ECLI:NL:HR:2000:AA6462
Hoge Raad
- Cassatie
- W.J.M. Davids
- G.J.M. Corstens
- A.M.M. Orie
- A.J.A. van Dorst
- B.C. de Savornin Lohman
- Rechtspraak.nl
Uitlevering van een opgeëiste persoon aan Duitsland en de beoordeling van alibi's
In deze zaak gaat het om een beroep in cassatie tegen een uitspraak van de Arrondissementsrechtbank te Maastricht, die op 17 augustus 1999 een verzoek tot uitlevering van een opgeëiste persoon aan de Bondsrepubliek Duitsland toelaatbaar heeft verklaard. De opgeëiste persoon, geboren in Italië in 1958 en destijds gedetineerd in Penitentiaire Inrichting “De Geerhorst” te Sittard, heeft het cassatieberoep ingesteld via zijn advocaat, mr. D. Moszkowicz. De Advocaat-Generaal Machielse heeft geconcludeerd dat de Hoge Raad de bestreden uitspraak zal vernietigen en een datum zal bepalen waarop de opgeëiste persoon moet verschijnen om te worden gehoord over het uitleveringsverzoek.
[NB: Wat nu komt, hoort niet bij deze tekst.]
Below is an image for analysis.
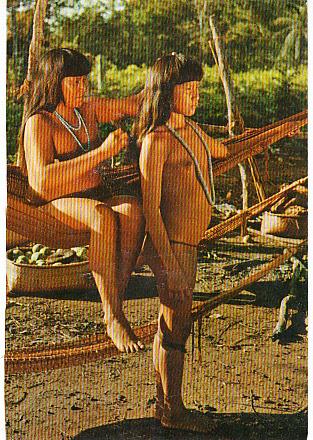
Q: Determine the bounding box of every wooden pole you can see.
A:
[18,0,48,98]
[192,240,307,321]
[209,15,266,220]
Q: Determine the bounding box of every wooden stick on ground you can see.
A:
[192,240,307,321]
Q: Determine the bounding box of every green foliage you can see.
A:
[101,64,147,97]
[7,64,308,160]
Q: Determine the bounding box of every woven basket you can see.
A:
[261,212,308,238]
[7,247,91,292]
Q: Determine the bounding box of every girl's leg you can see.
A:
[41,198,142,352]
[153,244,212,432]
[103,196,144,352]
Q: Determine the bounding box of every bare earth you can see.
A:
[5,144,307,440]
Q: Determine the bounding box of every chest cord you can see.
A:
[166,119,216,206]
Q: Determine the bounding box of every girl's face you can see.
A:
[62,75,88,108]
[173,81,200,116]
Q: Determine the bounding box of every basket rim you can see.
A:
[263,211,308,219]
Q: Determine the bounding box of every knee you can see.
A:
[126,197,144,225]
[158,316,192,348]
[93,204,117,235]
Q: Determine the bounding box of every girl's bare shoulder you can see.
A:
[25,112,55,138]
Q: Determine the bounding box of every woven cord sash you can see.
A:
[166,119,215,206]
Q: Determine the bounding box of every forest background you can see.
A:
[7,0,308,162]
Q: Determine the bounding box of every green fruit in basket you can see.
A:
[32,243,44,254]
[12,249,24,261]
[30,252,42,263]
[54,249,66,257]
[76,247,88,260]
[15,255,29,264]
[39,246,52,257]
[7,249,14,260]
[71,247,80,254]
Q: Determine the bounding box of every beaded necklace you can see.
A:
[53,108,90,153]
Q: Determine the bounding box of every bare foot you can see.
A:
[161,408,216,433]
[107,316,145,353]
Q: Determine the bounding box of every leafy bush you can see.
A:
[6,100,23,162]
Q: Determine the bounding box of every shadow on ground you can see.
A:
[10,274,158,302]
[73,412,307,440]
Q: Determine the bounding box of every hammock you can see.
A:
[5,177,307,374]
[7,111,307,248]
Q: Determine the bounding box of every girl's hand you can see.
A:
[100,128,128,158]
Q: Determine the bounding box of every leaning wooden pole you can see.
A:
[209,15,265,217]
[18,0,48,98]
[209,15,248,213]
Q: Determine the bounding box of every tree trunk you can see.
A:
[209,15,248,213]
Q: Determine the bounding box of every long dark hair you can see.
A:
[18,48,91,171]
[133,52,203,143]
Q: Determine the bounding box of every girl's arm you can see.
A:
[139,133,188,291]
[87,92,142,123]
[24,114,128,200]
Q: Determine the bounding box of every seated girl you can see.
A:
[19,49,144,352]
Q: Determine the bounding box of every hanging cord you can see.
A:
[53,108,90,153]
[166,119,216,206]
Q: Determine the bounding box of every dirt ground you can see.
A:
[5,142,308,440]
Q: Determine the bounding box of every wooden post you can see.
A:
[18,0,48,98]
[209,15,265,223]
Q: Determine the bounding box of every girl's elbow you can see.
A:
[29,174,53,200]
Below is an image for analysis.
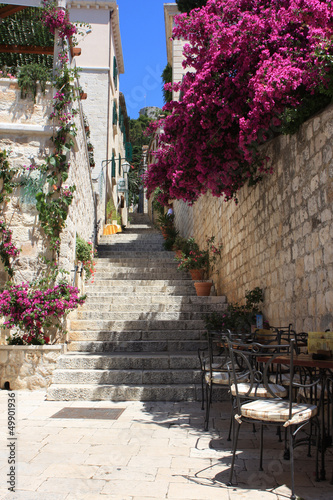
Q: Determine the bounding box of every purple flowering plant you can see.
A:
[175,236,222,276]
[0,280,85,344]
[145,0,333,205]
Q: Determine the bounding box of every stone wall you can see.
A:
[174,102,333,331]
[0,79,95,282]
[0,345,64,390]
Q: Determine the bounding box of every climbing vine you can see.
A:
[0,0,90,344]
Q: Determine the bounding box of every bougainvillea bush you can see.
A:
[0,281,85,344]
[145,0,333,203]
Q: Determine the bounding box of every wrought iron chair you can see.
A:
[198,331,231,434]
[227,340,320,500]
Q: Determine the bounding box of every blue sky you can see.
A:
[117,0,175,118]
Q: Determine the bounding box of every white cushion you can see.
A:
[241,399,317,427]
[231,383,288,398]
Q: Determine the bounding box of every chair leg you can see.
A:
[204,385,212,431]
[283,429,290,460]
[227,408,234,441]
[289,425,296,500]
[201,375,205,410]
[227,421,240,486]
[259,424,264,470]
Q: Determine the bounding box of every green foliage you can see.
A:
[176,0,208,13]
[161,63,172,103]
[36,186,75,250]
[128,115,152,204]
[17,63,51,101]
[163,225,179,250]
[157,213,175,228]
[0,149,19,204]
[0,7,54,70]
[75,235,97,280]
[205,287,264,333]
[152,188,164,215]
[280,89,333,134]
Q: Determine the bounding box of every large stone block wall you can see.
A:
[0,344,64,390]
[0,79,95,282]
[174,106,333,331]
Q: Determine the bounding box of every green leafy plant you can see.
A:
[17,63,51,101]
[163,226,179,251]
[0,280,85,344]
[205,287,264,333]
[175,236,222,276]
[161,63,172,103]
[76,235,97,281]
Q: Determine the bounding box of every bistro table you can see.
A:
[103,224,121,236]
[258,354,333,480]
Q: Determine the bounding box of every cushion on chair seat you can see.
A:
[205,371,229,385]
[241,399,317,427]
[269,372,301,387]
[231,383,288,398]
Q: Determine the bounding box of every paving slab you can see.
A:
[0,391,333,500]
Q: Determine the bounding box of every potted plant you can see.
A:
[176,236,222,295]
[157,213,175,239]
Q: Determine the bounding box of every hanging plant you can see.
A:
[17,63,51,102]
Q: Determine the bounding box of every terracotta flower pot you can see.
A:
[194,281,212,297]
[71,47,81,57]
[189,269,204,280]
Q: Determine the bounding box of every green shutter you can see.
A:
[125,142,133,161]
[113,56,118,88]
[112,101,118,125]
[111,153,116,177]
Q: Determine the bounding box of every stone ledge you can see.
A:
[0,344,64,353]
[0,344,65,390]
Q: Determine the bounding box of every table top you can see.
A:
[258,354,333,370]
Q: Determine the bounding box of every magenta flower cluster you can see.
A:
[145,0,333,204]
[42,0,77,38]
[0,220,20,277]
[0,282,85,343]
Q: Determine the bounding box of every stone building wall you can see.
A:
[174,102,333,331]
[0,79,95,282]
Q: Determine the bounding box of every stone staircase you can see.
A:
[47,214,226,401]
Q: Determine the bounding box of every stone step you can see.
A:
[52,370,201,385]
[95,252,175,267]
[67,340,207,354]
[70,319,205,332]
[87,278,194,291]
[97,246,163,254]
[47,384,201,401]
[99,235,165,241]
[70,329,207,342]
[95,270,191,282]
[57,352,199,370]
[97,250,175,262]
[86,284,196,297]
[71,309,208,321]
[81,293,227,304]
[95,258,179,273]
[77,295,225,312]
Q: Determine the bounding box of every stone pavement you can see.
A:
[0,390,333,500]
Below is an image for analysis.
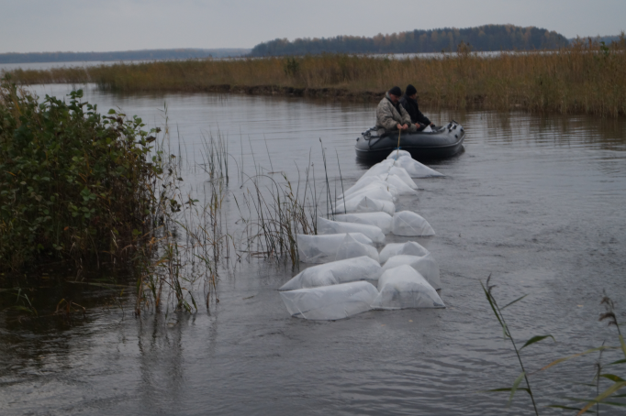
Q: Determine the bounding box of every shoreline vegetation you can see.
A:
[0,79,320,316]
[6,35,626,118]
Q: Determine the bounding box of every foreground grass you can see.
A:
[0,80,224,317]
[4,38,626,117]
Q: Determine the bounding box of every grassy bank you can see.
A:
[0,80,222,319]
[4,38,626,117]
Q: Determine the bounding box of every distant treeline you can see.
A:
[0,49,250,64]
[250,25,569,56]
[569,32,624,45]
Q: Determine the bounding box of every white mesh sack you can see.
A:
[280,282,378,321]
[378,173,417,195]
[387,149,411,160]
[317,217,385,244]
[391,211,435,237]
[357,159,418,189]
[382,166,418,189]
[380,253,441,289]
[333,196,396,215]
[296,233,376,263]
[395,156,444,178]
[334,234,378,261]
[339,181,399,202]
[339,176,399,199]
[278,256,380,291]
[361,159,392,179]
[372,265,445,309]
[378,241,430,264]
[335,212,393,234]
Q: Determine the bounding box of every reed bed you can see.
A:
[8,36,626,117]
[0,80,232,319]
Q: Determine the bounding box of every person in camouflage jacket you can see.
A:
[376,87,417,136]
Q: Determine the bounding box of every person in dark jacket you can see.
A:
[400,84,435,131]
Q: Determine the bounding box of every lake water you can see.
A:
[0,85,626,415]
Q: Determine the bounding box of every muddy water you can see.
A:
[0,86,626,415]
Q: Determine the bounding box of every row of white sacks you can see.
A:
[279,151,445,320]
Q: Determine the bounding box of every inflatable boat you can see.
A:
[354,121,465,162]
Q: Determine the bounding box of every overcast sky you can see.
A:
[0,0,626,53]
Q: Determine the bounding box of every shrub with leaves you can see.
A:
[0,79,172,276]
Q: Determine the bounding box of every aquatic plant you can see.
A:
[481,275,626,415]
[0,79,228,315]
[4,35,626,117]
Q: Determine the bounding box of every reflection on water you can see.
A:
[0,86,626,415]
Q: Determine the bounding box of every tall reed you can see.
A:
[10,36,626,117]
[481,275,626,415]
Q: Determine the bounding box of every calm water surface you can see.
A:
[0,86,626,415]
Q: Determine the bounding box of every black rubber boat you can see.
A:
[354,121,465,162]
De Hoge Raad heeft op 11 juli 2000 de bestreden uitspraak vernietigd en bevolen dat de opgeëiste persoon op 12 september 2000 om 15.00 uur moet verschijnen. De Rechtbank had in haar beslissing nagelaten om nader onderzoek te doen naar de alibi's die door de opgeëiste persoon waren opgegeven, wat in strijd is met artikel 26, vierde lid, van de Uitleveringswet. De Hoge Raad oordeelt dat het oordeel van de Rechtbank niet begrijpelijk is, gezien de schriftelijke verklaringen van de werkgever en collega's van de opgeëiste persoon, die staven dat hij ten tijde van vier van de vijf aan hem verweten bankovervallen werkzaam was in Nederland.
De Hoge Raad concludeert dat de bestreden uitspraak niet in stand kan blijven en dat het middel voor het overige geen bespreking behoeft. De zaak wordt terugverwezen voor verdere behandeling, waarbij de opgeëiste persoon in de gelegenheid wordt gesteld om zijn alibi's nader te onderbouwen.